It’s All About Eggs and Expiration Dates

You know how the egg cartons from the grocery store have expiration dates stamped on them? Living alone, it takes me a while to use a dozen eggs. I usually ignore the dates and keep using the eggs until they’re gone. If it’s really getting dicey, I’ll hard-boil them for sandwiches because I don’t want them to spoil. Eggs cost money, and, judging by the noises my neighbor’s chickens make, they aren’t easy to lay.

But I’m not talking about chicken eggs today; we have to talk about our own eggs, the ones we women produce in our ovaries, the ones that occasionally hook up with our partner’s sperm and make babies. I’ve said it here before and you don’t want to hear it again, but our eggs have expiration dates, too. Sometimes you can stretch things out a bit, but the time will come when if you don’t use them right now, they’ll be no good.

A recent Radiant Menopause podcast made the human egg situation very clear. In a Nov. 23 interview titled “OMG, I forgot to have a baby,” Joyce Harper, a professor of reproductive science at London’s Institute for Women’s Health, gave us the depressing facts on eggs and fertility.

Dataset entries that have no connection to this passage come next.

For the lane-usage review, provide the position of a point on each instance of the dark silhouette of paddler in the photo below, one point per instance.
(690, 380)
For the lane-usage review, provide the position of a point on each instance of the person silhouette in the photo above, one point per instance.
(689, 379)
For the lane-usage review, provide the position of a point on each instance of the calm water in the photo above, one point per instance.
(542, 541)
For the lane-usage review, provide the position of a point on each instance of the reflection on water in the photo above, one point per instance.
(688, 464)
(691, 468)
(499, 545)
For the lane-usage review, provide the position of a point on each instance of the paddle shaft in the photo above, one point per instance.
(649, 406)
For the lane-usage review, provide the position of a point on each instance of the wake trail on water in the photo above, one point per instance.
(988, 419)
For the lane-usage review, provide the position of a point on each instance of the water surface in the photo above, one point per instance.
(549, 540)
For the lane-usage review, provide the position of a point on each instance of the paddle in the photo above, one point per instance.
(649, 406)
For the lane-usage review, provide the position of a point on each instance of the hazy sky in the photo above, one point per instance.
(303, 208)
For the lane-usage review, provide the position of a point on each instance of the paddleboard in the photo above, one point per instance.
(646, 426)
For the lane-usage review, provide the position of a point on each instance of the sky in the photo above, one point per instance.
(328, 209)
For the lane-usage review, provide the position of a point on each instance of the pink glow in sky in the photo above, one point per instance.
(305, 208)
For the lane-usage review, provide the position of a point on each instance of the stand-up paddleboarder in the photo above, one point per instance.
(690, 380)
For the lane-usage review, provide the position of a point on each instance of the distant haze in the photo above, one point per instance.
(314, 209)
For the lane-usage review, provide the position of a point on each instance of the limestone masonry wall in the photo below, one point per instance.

Harper spoke from experience. When she was 28, she was ready to have children, but her husband was not. After they split when she was 32, she got into a relationship with another man who was also not ready. At 35, with a new guy who was ready, they started trying for a baby, but nothing happened.  Tests and IVF followed. Just before her 40th birthday, she gave birth to a son. They wanted more children and had twin boys via frozen embryo transfer two years later. Easy, you think? No. Harper did get her children but it took seven years of high-tech trying at great financial and emotional cost. The trauma of all those years when she couldn’t have a child will never go away, she said.

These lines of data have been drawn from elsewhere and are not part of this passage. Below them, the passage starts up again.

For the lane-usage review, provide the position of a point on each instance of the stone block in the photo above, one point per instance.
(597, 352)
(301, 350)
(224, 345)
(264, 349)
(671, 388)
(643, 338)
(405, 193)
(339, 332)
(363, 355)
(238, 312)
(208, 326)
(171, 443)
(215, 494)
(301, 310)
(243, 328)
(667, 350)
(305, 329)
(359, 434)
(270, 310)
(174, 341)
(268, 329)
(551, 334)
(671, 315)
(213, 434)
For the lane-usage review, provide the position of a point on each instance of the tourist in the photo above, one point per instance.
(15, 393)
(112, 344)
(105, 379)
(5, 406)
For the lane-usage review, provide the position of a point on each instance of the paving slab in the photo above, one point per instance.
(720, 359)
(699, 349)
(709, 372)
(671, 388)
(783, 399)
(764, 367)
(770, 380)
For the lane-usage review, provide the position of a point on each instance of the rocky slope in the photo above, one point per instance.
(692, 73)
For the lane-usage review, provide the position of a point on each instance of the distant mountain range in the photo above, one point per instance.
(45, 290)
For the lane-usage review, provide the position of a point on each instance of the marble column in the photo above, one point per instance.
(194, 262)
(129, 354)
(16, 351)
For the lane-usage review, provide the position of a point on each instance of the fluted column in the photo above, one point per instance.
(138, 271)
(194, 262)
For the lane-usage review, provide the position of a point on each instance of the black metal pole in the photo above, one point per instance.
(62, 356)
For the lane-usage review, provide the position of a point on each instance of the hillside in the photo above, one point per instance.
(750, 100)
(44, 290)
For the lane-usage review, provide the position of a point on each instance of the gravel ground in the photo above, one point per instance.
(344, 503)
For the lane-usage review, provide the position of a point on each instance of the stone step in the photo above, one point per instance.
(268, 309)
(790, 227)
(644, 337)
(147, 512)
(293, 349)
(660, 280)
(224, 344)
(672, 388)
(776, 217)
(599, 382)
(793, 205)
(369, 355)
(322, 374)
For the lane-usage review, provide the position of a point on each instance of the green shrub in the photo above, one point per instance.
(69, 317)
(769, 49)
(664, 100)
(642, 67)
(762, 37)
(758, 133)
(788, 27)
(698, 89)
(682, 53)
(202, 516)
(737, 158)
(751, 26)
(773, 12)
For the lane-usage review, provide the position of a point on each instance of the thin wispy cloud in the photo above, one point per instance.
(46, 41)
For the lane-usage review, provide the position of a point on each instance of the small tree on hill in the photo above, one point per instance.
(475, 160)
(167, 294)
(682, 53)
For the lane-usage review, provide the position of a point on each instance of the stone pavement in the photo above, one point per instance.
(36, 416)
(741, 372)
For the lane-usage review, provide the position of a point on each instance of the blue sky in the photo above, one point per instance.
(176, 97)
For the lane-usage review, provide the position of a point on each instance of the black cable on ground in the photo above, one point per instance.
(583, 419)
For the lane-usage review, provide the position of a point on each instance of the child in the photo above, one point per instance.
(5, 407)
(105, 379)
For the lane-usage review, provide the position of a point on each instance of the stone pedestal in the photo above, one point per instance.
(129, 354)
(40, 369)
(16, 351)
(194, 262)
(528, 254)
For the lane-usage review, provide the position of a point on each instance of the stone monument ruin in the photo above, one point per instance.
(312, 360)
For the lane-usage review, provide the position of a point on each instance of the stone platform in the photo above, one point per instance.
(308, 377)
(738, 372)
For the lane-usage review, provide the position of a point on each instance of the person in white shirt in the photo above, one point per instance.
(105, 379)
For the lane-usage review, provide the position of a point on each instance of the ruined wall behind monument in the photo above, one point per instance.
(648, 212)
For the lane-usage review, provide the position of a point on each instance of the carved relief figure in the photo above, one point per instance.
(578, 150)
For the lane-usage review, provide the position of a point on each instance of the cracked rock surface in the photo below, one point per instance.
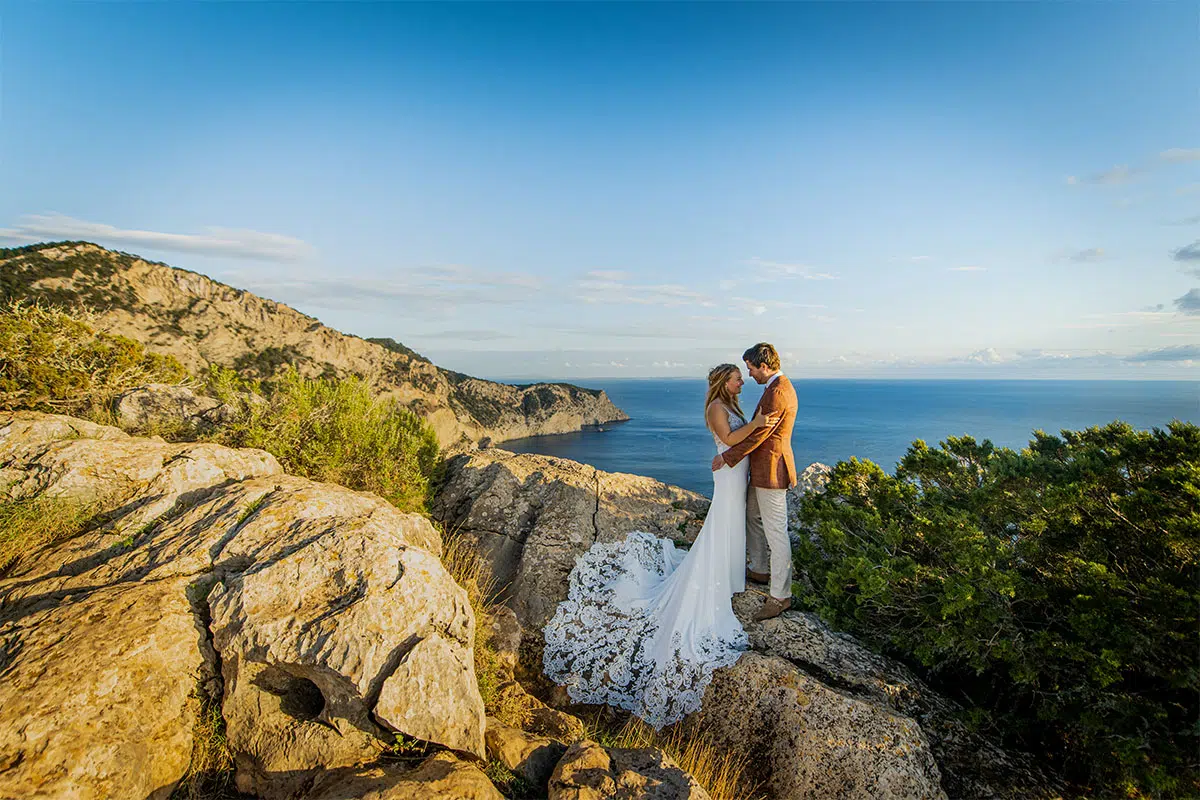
(532, 516)
(322, 615)
(804, 649)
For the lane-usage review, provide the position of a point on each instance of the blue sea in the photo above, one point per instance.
(666, 438)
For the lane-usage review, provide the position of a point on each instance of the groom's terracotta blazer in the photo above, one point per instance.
(772, 464)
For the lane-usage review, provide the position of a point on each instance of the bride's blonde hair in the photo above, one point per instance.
(717, 379)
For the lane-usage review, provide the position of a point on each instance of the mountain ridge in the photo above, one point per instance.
(204, 322)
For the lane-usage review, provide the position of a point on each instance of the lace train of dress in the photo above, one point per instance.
(645, 623)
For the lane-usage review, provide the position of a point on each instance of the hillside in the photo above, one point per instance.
(202, 322)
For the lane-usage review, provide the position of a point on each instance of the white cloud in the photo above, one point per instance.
(1085, 256)
(988, 355)
(1177, 353)
(767, 271)
(1188, 252)
(1189, 304)
(1119, 175)
(600, 287)
(757, 307)
(215, 241)
(610, 275)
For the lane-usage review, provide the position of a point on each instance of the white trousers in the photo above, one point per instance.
(771, 551)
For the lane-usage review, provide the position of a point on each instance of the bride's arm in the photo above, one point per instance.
(719, 422)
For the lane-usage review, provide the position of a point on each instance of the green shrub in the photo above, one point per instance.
(335, 431)
(35, 522)
(1057, 588)
(54, 360)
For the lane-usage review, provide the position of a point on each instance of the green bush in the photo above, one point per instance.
(334, 431)
(35, 522)
(1056, 588)
(54, 360)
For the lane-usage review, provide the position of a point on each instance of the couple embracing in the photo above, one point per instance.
(645, 623)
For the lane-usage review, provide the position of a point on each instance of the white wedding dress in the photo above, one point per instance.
(646, 624)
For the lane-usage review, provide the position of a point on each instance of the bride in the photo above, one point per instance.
(646, 624)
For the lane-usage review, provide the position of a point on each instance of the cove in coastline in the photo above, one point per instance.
(877, 420)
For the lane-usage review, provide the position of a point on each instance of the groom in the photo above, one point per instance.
(772, 473)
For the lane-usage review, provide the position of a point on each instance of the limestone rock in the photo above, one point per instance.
(95, 693)
(202, 322)
(811, 480)
(589, 771)
(814, 741)
(325, 612)
(539, 717)
(532, 516)
(439, 777)
(159, 407)
(504, 637)
(970, 764)
(526, 755)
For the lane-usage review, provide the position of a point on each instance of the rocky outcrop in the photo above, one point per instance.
(319, 619)
(813, 740)
(970, 764)
(157, 407)
(821, 715)
(202, 322)
(532, 516)
(528, 756)
(813, 479)
(589, 771)
(439, 777)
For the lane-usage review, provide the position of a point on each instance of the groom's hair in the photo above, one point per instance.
(762, 355)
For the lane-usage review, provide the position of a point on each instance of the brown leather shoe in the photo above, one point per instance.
(773, 607)
(757, 577)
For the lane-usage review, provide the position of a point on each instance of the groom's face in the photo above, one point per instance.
(759, 373)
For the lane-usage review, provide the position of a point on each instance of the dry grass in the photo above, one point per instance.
(720, 770)
(210, 776)
(469, 571)
(40, 521)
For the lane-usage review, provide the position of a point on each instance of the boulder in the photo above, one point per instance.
(588, 771)
(970, 764)
(527, 756)
(504, 633)
(322, 617)
(439, 777)
(813, 479)
(537, 717)
(95, 693)
(167, 408)
(814, 741)
(532, 516)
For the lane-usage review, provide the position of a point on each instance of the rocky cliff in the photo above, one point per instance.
(319, 621)
(202, 322)
(821, 714)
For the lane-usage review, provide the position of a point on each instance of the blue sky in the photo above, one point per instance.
(577, 191)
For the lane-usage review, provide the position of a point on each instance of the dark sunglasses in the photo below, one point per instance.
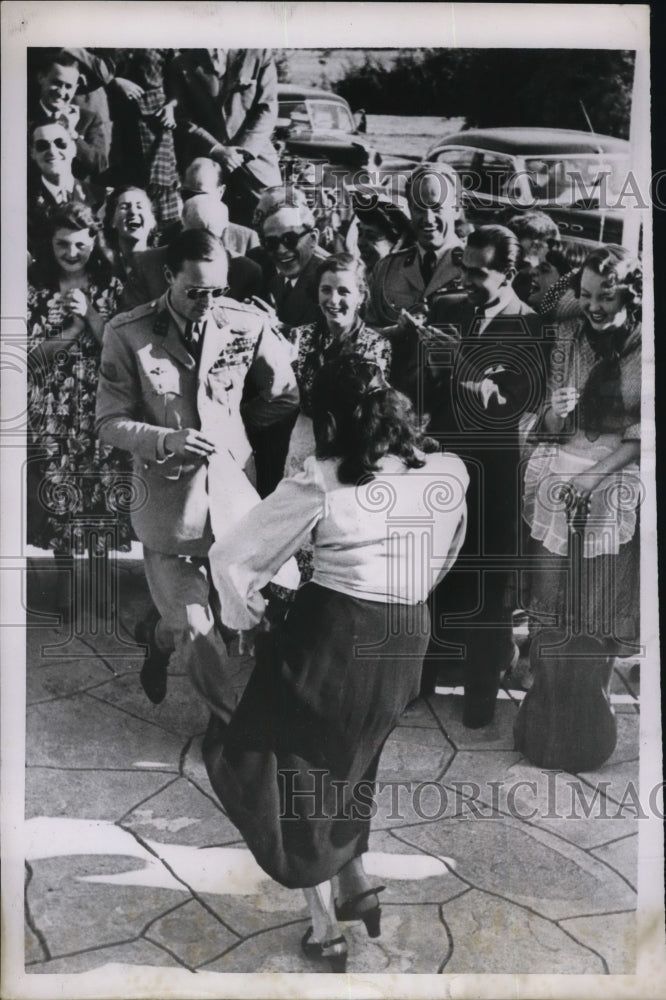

Fertility does not wait for us to be ready, warned Harper. She is on a crusade to make people understand the math. At 35, fertility dives and the chance for miscarriage rises. Most miscarriages happen because something is wrong. The baby wouldn’t survive due to chromosome abnormalities or other problems. The eggs decline in quality as we age, so we’re more likely to miscarry when we’re older. We feel young, but our ovaries act the same way they did a hundred years ago, Harper said.

Gateway Women guru Jody Day wrote on her blog, “Most doctors agree that by the time a woman is 40, her chances of getting pregnant each month are approximately 5 percent.” That’s pretty poor odds.

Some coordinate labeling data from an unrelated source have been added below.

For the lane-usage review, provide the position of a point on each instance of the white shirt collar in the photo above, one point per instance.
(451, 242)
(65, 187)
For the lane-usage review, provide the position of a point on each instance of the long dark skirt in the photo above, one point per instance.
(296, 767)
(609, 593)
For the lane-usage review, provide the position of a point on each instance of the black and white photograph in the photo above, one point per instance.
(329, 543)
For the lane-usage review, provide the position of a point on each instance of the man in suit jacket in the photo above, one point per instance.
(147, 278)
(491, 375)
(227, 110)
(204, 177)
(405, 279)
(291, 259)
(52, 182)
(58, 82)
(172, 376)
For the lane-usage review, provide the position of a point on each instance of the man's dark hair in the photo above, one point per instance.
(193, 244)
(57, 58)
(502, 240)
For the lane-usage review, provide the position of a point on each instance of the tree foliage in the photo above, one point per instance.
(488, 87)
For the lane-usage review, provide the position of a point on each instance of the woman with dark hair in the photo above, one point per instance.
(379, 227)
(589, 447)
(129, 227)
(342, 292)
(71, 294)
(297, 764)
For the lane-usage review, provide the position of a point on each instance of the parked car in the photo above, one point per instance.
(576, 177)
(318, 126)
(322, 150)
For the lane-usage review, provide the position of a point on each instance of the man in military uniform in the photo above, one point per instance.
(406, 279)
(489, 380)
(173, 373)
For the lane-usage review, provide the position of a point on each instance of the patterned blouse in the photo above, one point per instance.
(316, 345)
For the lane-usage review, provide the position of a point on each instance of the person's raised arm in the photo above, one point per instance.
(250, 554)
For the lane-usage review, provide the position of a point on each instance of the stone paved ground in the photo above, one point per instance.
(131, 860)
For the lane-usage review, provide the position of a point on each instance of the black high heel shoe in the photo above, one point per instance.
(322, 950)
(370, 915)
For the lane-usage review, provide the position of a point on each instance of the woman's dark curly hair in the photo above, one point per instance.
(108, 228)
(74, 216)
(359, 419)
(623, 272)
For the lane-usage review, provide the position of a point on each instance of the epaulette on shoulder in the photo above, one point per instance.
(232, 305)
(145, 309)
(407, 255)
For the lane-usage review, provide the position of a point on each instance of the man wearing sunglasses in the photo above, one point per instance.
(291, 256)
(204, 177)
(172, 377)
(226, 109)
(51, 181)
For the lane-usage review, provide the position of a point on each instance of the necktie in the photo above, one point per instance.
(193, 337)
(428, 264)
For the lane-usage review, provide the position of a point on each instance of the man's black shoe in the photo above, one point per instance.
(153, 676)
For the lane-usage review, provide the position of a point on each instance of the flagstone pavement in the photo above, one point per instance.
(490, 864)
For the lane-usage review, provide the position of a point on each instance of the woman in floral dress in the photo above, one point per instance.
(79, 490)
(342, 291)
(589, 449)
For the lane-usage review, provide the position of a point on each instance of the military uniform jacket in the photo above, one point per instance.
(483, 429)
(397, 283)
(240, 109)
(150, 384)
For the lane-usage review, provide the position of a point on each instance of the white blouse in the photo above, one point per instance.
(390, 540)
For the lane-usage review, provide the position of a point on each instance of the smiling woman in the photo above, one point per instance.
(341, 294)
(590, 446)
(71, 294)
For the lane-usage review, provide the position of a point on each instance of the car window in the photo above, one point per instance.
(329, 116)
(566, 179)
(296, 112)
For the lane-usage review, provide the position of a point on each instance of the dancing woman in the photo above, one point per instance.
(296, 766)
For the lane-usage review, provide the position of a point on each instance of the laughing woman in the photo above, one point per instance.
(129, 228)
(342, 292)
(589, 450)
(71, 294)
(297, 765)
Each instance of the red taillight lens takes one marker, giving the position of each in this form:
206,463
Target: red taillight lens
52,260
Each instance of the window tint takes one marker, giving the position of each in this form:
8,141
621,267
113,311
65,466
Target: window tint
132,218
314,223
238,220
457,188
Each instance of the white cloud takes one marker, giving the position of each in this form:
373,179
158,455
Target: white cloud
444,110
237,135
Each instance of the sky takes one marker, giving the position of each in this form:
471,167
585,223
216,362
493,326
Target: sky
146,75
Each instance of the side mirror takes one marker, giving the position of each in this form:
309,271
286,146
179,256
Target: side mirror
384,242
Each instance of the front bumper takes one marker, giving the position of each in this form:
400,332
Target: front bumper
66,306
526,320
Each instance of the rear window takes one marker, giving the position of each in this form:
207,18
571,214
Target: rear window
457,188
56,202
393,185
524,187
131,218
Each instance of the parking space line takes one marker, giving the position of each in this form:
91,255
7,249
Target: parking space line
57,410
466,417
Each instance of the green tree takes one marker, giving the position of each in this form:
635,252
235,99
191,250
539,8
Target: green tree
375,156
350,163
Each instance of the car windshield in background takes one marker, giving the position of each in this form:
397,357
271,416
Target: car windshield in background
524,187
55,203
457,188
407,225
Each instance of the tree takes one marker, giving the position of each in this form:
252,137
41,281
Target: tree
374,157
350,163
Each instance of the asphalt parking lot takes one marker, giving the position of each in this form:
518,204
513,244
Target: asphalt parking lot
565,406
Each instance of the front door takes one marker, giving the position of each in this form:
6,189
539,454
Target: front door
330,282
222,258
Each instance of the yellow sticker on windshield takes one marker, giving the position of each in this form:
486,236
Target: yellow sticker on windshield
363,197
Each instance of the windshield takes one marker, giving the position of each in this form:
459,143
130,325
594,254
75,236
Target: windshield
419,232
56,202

There are exceptions to every rule, but for most women, conception after 40 will be difficult if not impossible. Menopause may not come for another decade—51 is the average age–but the factory is already shutting down. The age when your mother hit menopause is a good clue as to when you will, Harper said.

Here’s something crazy and seemingly unfair. Men’s fertility only declines slightly with age. Normal ejaculate contains more than 100 million sperm. Women are born with 300,000-400,000 eggs, but by puberty most of them have already died. During a lifetime, we ovulate about 500 eggs; the rest just die and slough away. What was God thinking?  

What can we do if our relationship situation does not allow us to get on with the baby-making before our eggs expire? Harper said more women are using donor sperm every year, but that’s not how most want to have their families. Freezing one’s eggs is a viable option. The ovaries may shut down, but the womb stays quite healthy. As you get older, pregnancy poses more risks, and you have to ask yourself whether you want to have a baby in your late 40s or 50s, but it can be done, just not in the usual way. When we hear about older women having babies, we can assume they had help. They usually have a willing partner, too.

According to an article in the AARP magazine (for people over 50), the majority of 50-plus women who become pregnant use donor eggs fertilized by sperm and implanted into a womb. It’s  expensive, $25,000 to $30,000 for one attempt. You could put a down payment on a house for that. Insurance rarely covers it, and it rarely works the first time. In fact, Day’s post said IVF fails in 77 percent of cases. You cannot count on it. You may go through a lot and still end up childless.

Bottom line? You can’t just let the years go by and hope for a miracle. The eggs won’t wait.  

Big sigh.

Harper has a new book, Your Fertile Years: What You Need to Know to Make Informed Choices, coming out in April 2021. It’s available for pre-order at Amazon.com now.

Feel free to share this post with your partner. Listen to the podcast, buy the book, and make an informed decision.

I know this isn’t a happy story. But with eggs, it’s use them or lose them.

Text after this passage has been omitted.